Cette froideur lui fait parler d'elle à la troisième personne, en spectatrice
de son enfance. "L'être que j'appelle moi vient au monde un lundi 8 juin
1903 …" Elle lui fait affirmer ne pas regretter de n'avoir pas connu sa
mère. Tout au long de cet ouvrage, elle ne l'appellera jamais que par son
prénom : Fernande.
On ne choisit pas sa famille comme on peut le faire des héros de ses romans.
Elle déclare plus volontiers son amour, certes chaste et fraternel, à ces
derniers. Quand on est écrivain de grand talent, à l'érudition culminante, on
peut les modeler à son goût, les mener selon ses lubies, leur faire dire et les
faire agir à dessein pour développer les thèses de sa conviction. Alors, ceux
qui vous servent si bien, au premier rang desquels Zénon, peuvent se voir
gratifié de préférence. Au détriment de parents de tous degrés à qui on peut
reprocher d'avoir été affublés de trop de défauts, d'avoir été trop humains en
somme.
Souvenir pieux est un regard rétrospectif sur cette famille nombreuse
dont Marguerite Yourcenar est issue. Elle offre à tous ces êtres,
qu'elle a peu ou pas connus, une nouvelle sépulture en les couchant dans ses
pages. Son humanisme froid a malgré tout le souci de l'équité. Autant que tous
ceux que l'histoire a conservé dans sa mémoire, en particulier depuis que
l'écriture nous en rapportent leur propos, que Marguerite Yourcenar connaît
mieux que quiconque, les êtres simples ont le droit de sortir de l'indifférence
dans laquelle la mort les a plongés. Souvenirs pieux veut réparer cette
injustice faite à ceux qui n'auront pas éclairé l'histoire, fût-elle "la
très petite histoire", de leur nom. Les gens simples ont aussi leur
complexité, même si elle ne s'est pas exprimée par un talent reconnu. Elle
donnera cependant, sans doute par confraternité, la prime à ceux de ses
antécédents qui auront noirci quelques pages de leurs traits de pensées, tel
l'oncle Octave. Mais, en boulimique d'archives perfectionniste qu'elle est,
elle l'apprécie toutefois plus comme témoin du passé que comme philosophe.
Marguerite Yourcenar ou la maîtrise du savoir dire. Savoir dire les choses
sans faux fuyant, sans faux semblant, et surtout sans jugement. Sauf peut-être
la réprobation implicite qui n'échappe pas au lecteur à l'égard de ceux qui
déciment la gente animale sans nécessité de survie. Ce savoir dire, délivré du
louvoiement qu'impose le plus souvent la faiblesse, a toutefois la contrepartie
de la froideur quelque peu professorale de l'objectivité.

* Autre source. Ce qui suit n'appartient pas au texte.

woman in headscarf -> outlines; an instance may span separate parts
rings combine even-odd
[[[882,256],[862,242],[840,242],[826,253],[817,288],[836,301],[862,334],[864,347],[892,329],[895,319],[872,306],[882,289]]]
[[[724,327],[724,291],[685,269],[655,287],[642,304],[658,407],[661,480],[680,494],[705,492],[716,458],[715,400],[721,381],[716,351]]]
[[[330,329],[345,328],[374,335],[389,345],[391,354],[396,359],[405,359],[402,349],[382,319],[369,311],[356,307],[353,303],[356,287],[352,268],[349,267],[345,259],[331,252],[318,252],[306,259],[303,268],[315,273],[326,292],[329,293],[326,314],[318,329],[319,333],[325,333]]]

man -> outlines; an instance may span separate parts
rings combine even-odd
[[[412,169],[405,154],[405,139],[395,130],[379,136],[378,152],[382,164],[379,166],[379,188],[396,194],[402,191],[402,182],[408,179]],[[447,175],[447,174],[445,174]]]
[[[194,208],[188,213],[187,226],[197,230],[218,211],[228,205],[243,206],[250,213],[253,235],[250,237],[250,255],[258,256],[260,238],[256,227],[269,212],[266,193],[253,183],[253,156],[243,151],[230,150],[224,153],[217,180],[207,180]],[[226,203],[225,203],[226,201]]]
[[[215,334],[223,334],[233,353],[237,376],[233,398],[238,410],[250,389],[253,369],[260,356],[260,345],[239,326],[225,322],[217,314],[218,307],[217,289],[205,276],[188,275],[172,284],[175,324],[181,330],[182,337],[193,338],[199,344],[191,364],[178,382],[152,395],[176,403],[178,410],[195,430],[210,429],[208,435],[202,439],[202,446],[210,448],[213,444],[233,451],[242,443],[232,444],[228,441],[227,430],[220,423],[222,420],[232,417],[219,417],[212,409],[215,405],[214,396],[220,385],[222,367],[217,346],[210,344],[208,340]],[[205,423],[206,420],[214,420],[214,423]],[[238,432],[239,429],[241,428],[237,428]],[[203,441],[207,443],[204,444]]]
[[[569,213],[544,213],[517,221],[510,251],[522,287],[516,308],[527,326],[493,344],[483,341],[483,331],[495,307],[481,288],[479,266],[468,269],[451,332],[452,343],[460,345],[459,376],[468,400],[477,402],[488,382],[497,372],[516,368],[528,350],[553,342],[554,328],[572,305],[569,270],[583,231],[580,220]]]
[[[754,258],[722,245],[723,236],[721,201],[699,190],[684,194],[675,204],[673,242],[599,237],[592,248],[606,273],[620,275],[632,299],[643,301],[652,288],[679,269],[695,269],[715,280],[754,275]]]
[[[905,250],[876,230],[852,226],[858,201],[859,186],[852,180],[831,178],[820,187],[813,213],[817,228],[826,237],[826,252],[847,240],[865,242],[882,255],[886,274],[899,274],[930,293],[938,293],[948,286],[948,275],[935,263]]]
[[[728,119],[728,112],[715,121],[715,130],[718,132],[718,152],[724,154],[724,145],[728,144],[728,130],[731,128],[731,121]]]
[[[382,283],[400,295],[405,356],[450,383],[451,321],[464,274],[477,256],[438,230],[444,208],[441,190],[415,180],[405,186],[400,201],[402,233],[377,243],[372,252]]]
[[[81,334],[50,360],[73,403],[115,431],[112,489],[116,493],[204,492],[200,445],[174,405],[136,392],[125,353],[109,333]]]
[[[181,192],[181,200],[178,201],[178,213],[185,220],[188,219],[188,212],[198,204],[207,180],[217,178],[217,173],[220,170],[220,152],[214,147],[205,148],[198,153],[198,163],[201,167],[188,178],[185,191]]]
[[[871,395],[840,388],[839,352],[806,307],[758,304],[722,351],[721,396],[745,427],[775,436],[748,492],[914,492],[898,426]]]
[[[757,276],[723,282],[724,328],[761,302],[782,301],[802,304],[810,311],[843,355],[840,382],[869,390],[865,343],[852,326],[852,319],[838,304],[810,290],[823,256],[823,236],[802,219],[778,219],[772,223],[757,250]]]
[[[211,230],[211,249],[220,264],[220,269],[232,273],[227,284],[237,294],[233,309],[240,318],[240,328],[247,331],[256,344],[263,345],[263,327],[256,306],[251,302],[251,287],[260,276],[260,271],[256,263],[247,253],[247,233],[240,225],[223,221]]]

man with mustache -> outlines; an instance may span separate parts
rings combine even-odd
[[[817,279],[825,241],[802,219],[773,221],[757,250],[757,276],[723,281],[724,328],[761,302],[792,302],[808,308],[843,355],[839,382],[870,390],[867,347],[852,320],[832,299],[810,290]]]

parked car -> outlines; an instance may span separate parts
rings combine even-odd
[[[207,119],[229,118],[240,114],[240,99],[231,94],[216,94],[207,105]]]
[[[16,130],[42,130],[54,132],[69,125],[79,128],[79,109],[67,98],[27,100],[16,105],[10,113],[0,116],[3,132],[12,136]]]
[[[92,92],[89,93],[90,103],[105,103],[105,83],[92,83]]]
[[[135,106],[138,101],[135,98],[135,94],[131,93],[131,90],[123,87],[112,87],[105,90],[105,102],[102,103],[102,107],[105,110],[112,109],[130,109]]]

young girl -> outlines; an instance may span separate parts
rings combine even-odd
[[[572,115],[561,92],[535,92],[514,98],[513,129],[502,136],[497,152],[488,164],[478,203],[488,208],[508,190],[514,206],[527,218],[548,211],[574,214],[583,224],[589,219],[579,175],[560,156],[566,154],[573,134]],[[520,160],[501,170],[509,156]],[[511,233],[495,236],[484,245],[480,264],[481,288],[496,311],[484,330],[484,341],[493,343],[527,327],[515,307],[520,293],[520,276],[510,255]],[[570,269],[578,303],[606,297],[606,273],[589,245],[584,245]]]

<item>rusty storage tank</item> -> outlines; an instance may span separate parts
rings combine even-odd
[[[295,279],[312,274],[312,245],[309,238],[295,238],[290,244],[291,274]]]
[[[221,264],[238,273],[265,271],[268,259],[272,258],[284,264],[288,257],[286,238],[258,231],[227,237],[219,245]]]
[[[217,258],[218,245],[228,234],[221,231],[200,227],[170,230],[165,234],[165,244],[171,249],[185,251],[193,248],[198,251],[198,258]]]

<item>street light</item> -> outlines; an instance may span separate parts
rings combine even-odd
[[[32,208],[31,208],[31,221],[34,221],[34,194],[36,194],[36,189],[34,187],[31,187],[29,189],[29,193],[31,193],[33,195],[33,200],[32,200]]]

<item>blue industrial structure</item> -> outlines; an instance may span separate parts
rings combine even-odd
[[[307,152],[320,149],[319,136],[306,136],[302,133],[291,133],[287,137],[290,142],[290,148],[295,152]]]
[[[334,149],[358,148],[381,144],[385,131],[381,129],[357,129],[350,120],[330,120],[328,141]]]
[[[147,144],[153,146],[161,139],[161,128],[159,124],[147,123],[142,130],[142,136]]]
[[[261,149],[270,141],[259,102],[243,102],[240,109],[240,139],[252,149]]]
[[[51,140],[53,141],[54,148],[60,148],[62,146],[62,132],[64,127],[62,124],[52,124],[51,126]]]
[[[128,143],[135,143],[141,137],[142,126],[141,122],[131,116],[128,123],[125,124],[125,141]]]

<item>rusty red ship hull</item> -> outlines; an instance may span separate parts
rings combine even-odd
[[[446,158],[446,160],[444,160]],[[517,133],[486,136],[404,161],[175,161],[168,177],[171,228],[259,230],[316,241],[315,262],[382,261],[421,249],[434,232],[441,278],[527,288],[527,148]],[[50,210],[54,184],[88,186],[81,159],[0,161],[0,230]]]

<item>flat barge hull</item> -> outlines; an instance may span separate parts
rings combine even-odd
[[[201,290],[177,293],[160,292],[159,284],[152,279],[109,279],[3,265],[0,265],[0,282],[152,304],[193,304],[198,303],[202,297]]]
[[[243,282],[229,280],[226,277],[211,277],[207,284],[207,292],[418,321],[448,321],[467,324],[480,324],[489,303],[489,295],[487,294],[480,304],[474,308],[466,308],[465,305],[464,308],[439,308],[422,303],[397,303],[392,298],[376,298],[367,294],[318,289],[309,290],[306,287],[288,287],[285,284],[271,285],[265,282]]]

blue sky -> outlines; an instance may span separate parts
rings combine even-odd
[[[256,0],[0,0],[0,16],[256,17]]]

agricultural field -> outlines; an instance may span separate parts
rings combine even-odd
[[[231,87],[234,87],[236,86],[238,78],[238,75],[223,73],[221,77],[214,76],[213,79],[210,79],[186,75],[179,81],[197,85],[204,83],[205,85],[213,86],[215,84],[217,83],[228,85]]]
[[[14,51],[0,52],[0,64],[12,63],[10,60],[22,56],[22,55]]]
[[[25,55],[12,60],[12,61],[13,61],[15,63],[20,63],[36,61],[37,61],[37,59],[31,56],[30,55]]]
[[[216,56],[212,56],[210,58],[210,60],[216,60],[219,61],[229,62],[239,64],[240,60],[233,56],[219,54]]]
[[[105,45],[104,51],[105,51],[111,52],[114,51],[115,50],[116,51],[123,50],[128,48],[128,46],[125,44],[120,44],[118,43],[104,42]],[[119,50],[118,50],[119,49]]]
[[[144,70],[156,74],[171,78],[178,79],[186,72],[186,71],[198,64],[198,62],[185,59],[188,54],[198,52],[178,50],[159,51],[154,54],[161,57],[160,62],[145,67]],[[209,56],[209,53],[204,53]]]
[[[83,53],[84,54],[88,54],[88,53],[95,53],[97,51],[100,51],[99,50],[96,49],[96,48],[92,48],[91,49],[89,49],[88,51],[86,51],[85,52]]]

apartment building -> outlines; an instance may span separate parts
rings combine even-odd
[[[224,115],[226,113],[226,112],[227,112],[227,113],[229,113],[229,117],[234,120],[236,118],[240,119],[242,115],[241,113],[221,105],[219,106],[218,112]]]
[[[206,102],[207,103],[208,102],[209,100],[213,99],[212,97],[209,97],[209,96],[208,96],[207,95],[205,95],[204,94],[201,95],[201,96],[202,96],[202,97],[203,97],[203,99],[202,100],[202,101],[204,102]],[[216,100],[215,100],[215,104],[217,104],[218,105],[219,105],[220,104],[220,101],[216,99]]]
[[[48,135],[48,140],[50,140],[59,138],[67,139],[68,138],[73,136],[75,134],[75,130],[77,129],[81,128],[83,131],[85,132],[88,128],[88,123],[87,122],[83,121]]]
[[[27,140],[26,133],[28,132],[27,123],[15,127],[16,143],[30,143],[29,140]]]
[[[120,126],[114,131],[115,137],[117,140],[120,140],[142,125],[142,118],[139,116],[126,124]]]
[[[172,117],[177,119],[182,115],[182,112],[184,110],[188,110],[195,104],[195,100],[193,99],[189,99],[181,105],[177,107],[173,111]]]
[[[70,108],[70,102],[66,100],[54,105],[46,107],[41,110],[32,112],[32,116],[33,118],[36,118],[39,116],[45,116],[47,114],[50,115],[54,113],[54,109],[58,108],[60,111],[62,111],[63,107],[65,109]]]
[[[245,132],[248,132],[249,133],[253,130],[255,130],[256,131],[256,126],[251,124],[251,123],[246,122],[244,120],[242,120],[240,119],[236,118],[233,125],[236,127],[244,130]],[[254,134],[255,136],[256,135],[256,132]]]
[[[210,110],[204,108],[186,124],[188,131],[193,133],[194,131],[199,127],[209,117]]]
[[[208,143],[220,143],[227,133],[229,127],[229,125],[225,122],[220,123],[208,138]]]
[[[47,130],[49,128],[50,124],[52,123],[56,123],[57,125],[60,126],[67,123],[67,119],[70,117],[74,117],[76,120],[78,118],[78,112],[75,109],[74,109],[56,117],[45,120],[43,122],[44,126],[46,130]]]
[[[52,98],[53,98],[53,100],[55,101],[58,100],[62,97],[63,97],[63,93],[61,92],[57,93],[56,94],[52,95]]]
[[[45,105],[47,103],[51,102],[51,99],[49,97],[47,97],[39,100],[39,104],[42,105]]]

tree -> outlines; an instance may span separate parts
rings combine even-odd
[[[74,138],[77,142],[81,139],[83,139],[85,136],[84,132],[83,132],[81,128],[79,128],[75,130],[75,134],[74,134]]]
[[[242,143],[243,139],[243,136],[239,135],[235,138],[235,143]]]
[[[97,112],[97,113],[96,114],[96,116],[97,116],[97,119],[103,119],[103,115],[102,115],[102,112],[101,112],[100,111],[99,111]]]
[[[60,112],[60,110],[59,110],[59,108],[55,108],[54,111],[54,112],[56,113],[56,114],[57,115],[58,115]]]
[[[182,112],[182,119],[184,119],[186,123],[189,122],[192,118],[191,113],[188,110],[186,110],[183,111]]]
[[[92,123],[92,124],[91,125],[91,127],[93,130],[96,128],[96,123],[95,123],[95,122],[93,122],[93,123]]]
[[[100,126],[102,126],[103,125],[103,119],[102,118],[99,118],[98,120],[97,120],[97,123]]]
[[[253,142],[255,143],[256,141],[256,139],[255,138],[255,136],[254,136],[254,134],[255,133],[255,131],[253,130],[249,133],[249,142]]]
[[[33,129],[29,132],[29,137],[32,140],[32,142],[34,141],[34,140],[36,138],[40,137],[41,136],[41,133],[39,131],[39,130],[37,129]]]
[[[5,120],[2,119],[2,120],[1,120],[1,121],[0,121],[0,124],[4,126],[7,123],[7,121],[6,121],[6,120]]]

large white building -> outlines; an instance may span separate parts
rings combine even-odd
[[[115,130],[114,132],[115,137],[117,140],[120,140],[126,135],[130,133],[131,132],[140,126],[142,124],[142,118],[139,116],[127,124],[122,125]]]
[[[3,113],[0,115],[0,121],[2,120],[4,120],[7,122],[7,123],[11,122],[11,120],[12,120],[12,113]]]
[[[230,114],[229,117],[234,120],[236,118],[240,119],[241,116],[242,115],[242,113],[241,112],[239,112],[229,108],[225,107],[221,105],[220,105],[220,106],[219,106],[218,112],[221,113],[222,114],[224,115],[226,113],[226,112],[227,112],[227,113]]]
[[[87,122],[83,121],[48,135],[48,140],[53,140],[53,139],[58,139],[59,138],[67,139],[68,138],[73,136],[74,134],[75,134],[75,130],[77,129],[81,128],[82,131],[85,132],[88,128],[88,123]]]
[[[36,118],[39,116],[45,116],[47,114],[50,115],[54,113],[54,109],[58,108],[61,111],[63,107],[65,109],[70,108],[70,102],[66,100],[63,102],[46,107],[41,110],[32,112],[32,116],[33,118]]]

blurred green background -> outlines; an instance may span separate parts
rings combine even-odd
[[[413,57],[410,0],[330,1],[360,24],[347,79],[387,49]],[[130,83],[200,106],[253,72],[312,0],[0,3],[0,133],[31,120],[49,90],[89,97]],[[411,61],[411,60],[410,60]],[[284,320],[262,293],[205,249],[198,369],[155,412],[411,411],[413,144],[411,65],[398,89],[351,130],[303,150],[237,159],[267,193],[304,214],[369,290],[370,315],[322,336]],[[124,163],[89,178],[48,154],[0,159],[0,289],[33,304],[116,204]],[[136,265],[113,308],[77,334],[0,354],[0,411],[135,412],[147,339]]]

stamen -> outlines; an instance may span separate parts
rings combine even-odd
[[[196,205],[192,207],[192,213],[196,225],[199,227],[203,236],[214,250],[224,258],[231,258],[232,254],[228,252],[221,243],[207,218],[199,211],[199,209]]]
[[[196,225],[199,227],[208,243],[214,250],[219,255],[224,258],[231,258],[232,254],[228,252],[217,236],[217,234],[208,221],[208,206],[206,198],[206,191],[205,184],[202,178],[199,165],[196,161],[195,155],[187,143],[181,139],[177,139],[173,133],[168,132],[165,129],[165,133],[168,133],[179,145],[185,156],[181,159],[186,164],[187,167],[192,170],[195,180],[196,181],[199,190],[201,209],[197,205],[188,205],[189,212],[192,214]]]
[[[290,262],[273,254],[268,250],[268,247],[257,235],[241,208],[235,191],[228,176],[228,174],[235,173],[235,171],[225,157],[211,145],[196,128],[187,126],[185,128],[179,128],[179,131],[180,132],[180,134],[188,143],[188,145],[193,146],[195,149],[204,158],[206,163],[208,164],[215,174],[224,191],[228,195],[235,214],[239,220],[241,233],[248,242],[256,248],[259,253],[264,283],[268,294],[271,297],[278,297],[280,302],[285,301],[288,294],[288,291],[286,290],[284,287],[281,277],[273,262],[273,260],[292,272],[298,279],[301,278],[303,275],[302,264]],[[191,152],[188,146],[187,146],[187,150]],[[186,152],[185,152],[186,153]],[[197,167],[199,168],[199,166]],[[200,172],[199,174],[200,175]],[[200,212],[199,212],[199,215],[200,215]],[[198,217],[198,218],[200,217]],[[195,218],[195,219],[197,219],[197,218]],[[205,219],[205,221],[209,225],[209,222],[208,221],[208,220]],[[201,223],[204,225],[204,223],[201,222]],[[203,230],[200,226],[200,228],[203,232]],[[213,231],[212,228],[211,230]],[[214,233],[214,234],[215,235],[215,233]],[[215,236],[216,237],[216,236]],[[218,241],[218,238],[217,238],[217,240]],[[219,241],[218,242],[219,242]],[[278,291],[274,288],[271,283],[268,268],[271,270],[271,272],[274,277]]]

A consommer sans modération pour la qualité de cette langue qui colporte dans
ses phrases une érudition à vous rendre honteux. A consommer aussi pour
rejoindre les rangs de ceux qui déplorent que la prospérité de l'homme aille de
pair avec la ruine de son environnement.
Page 60 édition Folio, Marguerite Yourcenar explique ce qu'est un
souvenir pieux. Celui rédigé à l'adresse de sa mère défunte portait cette
phrase : "il ne faut pas pleurer parce que cela n'est plus, il faut
sourire parce que cela a été.
Elle a toujours essayé de faire de son mieux."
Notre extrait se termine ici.